An aging Austrian bluesman, now the last tenant in his building, stubbornly resists the developers trying to force him out—finding unlikely allies along the way.

Alois Koch—aka Al Cook—is a blues and rockabilly singer-guitarist who once flirted with the idea of becoming Austria’s answer to Elvis Presley. Back in the day he cut a few records and chased that dream with conviction. It didn’t quite pan out. Now pushing 80, he still listens to the blues with near-religious devotion on carefully curated vinyl, strums his guitar, sings in bars, and spends most of his time alone. But this isn’t—or not only—a matter of personal isolation. Alois is literally alone: he’s the last remaining tenant in the building he calls home.

That double solitude—the more intimate kind reveals itself gradually—turns him into the last man standing from a forgotten era. Not just musically, but in terms of a way of living that’s fast disappearing. The building has been bought by an investment group that has methodically bought out the other residents, one by one. Alois, however, refuses to budge. His apartment is his world, his life, everything. A bit like the character played by Sonia Braga in Aquarius, he has no intention of giving in to pressure from the new owners—even when they cut off his electricity at Christmas. Or the water. Or send in a goon to make his life miserable with a “sign here or I’ll drive you insane” routine.

The Loneliest Man in Town is a melancholic comedy by the duo behind La Pivellina, whose work has increasingly drifted toward fiction. While their films still lean on real-life personalities, the worlds they construct now seem to incorporate more and more scripted elements. Here, the focus is on Alois’s quiet attempts to survive the onslaught of new ownership—along with the new (and old) friends he meets or reconnects with along the way in his noble, if chaotic, resistance.

Working in a bone-dry comedic register—with a central character and musical sensibility that recall the cinema of Aki Kaurismäki—Covi and Frimmel sketch a portrait of an era in transition, one that affects not just a city but everything happening inside it. Vienna, comparatively speaking, still prides itself on preserving its traditions, architectural ones included. But that’s hardly true across all districts, and real estate speculation and gentrification are everywhere. Alois—along with his vinyl collection and the plaintive voices of blues greats—becomes a kind of cultural resistance.

A widower with few viable escape routes from mounting harassment, Alois soon finds that even the bar he frequents—his home away from home—shuts down, completing the metaphor of a neighborhood in flux and its impact on these “original inhabitants.” Maybe the answer is to sell everything and finally head to the cradle of the blues, to encounter firsthand the music that’s obsessed him since youth. Or maybe it will emerge from elsewhere, when necessity summons ghosts long thought forgotten.

How much of The Loneliest Man in Town is real and how much is fiction is beside the point.

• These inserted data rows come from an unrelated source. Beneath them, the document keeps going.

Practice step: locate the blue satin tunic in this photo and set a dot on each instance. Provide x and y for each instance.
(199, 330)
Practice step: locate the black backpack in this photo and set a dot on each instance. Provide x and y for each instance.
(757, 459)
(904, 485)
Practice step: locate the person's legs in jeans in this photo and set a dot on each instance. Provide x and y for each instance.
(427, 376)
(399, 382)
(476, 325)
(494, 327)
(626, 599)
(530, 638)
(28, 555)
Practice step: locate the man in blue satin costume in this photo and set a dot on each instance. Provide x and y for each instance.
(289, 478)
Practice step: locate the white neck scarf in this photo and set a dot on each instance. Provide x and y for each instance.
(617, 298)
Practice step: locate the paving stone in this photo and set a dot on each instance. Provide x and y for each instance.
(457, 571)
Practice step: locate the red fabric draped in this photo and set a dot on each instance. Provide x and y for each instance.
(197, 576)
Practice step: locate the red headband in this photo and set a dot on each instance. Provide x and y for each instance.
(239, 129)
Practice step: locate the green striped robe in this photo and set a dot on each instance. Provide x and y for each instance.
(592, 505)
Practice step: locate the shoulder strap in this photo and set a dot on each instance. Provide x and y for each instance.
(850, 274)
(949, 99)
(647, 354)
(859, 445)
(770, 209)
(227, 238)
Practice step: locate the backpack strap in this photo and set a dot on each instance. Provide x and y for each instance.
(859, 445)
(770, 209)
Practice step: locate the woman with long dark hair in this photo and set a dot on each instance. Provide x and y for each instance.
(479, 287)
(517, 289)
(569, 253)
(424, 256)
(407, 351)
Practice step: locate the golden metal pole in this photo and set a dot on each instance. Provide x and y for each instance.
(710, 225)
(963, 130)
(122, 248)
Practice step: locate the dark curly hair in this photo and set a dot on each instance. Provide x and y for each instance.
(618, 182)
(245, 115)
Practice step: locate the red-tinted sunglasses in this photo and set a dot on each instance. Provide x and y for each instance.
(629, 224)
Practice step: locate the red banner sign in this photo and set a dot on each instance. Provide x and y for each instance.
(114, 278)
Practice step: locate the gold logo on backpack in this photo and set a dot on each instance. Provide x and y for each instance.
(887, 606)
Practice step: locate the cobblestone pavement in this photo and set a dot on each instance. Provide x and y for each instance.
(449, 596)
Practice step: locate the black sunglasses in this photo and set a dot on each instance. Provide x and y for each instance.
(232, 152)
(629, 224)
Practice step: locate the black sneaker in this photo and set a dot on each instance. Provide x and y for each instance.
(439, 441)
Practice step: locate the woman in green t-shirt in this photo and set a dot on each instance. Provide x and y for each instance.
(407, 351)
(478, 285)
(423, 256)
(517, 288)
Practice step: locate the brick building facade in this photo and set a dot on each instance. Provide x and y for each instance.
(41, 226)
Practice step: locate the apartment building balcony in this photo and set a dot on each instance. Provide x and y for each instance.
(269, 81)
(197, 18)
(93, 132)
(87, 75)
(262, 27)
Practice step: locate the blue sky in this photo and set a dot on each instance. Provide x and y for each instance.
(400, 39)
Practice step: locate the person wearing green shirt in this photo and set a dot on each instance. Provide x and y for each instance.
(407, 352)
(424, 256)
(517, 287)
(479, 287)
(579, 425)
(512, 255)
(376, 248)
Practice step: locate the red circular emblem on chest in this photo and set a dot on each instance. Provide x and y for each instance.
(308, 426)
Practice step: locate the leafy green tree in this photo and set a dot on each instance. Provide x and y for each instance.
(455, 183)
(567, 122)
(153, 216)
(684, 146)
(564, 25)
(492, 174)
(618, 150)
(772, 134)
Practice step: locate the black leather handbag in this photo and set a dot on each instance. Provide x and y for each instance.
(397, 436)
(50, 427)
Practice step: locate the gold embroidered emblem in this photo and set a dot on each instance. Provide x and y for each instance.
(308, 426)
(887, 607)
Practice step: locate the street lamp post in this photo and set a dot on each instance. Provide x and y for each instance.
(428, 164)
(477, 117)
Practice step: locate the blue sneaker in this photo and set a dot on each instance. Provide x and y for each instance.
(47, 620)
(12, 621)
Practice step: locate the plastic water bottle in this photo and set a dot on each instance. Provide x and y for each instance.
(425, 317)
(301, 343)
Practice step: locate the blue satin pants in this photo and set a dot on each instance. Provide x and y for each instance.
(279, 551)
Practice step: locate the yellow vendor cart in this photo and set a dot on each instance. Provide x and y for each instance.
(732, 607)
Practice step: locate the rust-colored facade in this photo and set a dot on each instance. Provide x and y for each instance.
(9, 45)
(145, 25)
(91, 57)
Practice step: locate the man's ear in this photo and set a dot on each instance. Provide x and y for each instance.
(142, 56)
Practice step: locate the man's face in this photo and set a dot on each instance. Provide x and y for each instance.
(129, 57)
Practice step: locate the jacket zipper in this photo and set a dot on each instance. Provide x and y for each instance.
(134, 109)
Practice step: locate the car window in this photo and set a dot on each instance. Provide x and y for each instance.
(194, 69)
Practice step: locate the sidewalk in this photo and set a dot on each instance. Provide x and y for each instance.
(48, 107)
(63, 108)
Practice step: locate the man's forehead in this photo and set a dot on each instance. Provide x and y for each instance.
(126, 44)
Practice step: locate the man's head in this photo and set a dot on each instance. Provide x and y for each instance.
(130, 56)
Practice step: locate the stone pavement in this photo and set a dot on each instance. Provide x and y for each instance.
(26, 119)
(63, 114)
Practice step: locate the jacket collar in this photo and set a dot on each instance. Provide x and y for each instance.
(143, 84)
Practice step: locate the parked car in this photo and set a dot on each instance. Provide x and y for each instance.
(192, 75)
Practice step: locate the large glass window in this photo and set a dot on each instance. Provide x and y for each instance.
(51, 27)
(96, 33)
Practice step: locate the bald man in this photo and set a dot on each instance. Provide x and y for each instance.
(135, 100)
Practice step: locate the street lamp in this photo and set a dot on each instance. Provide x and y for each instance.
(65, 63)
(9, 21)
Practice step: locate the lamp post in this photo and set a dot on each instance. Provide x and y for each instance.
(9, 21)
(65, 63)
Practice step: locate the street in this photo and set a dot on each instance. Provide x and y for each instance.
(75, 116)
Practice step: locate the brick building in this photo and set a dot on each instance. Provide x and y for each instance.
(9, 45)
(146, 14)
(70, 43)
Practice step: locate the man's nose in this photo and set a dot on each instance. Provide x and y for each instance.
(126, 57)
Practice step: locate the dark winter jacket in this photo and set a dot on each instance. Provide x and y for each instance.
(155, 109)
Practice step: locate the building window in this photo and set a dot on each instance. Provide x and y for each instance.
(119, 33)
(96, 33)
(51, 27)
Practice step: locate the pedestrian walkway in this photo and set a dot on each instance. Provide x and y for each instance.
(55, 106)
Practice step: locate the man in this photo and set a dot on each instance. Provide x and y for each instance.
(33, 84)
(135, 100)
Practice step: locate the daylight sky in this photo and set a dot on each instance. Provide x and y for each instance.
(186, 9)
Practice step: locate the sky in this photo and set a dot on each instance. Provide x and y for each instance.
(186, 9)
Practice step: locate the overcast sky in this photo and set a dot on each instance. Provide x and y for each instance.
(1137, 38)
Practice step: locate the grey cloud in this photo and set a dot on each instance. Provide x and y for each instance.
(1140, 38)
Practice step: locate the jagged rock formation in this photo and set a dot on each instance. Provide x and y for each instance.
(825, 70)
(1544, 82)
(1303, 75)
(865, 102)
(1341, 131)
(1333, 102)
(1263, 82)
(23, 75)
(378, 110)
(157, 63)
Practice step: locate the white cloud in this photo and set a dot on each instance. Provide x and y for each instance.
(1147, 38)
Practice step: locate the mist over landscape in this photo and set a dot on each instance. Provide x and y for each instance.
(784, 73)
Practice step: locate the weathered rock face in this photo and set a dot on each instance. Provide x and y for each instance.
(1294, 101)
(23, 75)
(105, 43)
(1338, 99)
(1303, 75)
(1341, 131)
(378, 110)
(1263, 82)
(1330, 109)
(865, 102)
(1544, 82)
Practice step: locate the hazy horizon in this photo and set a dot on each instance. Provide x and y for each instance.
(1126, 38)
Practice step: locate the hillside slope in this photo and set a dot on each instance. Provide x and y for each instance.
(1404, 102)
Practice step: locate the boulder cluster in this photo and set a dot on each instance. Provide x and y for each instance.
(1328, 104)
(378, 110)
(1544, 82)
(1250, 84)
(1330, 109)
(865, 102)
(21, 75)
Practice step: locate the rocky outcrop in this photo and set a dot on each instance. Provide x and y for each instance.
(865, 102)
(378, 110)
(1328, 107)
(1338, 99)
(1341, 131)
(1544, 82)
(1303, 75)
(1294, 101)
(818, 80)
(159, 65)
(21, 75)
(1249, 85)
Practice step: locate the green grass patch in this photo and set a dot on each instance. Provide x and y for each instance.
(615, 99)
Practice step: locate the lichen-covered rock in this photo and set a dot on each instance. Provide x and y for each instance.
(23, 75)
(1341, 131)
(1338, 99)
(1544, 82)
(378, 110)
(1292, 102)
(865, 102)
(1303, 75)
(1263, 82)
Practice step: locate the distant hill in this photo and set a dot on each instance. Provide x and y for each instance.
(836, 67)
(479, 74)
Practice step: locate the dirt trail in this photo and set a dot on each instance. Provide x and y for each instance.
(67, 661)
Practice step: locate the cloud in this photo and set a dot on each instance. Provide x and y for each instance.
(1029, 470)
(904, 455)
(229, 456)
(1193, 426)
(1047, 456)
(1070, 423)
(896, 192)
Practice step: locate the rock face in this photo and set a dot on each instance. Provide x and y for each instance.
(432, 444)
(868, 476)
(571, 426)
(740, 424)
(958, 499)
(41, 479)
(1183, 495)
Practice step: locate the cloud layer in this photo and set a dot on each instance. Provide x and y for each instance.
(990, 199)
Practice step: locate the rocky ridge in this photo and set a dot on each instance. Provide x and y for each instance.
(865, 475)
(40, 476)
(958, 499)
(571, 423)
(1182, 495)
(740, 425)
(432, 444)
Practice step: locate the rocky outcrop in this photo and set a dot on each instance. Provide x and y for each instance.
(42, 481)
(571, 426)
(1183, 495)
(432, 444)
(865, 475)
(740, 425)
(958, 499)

What matters is its portrait of the melancholy brought on by time’s passage and fading customs; the resilience of those who still believe in certain codes; and the surprising second—and even third—chances that life sometimes opens up when least expected. The old line about crisis being an opportunity fits this film perfectly. Especially if it comes with a guitar in hand and the voice of Robert Johnson in the background.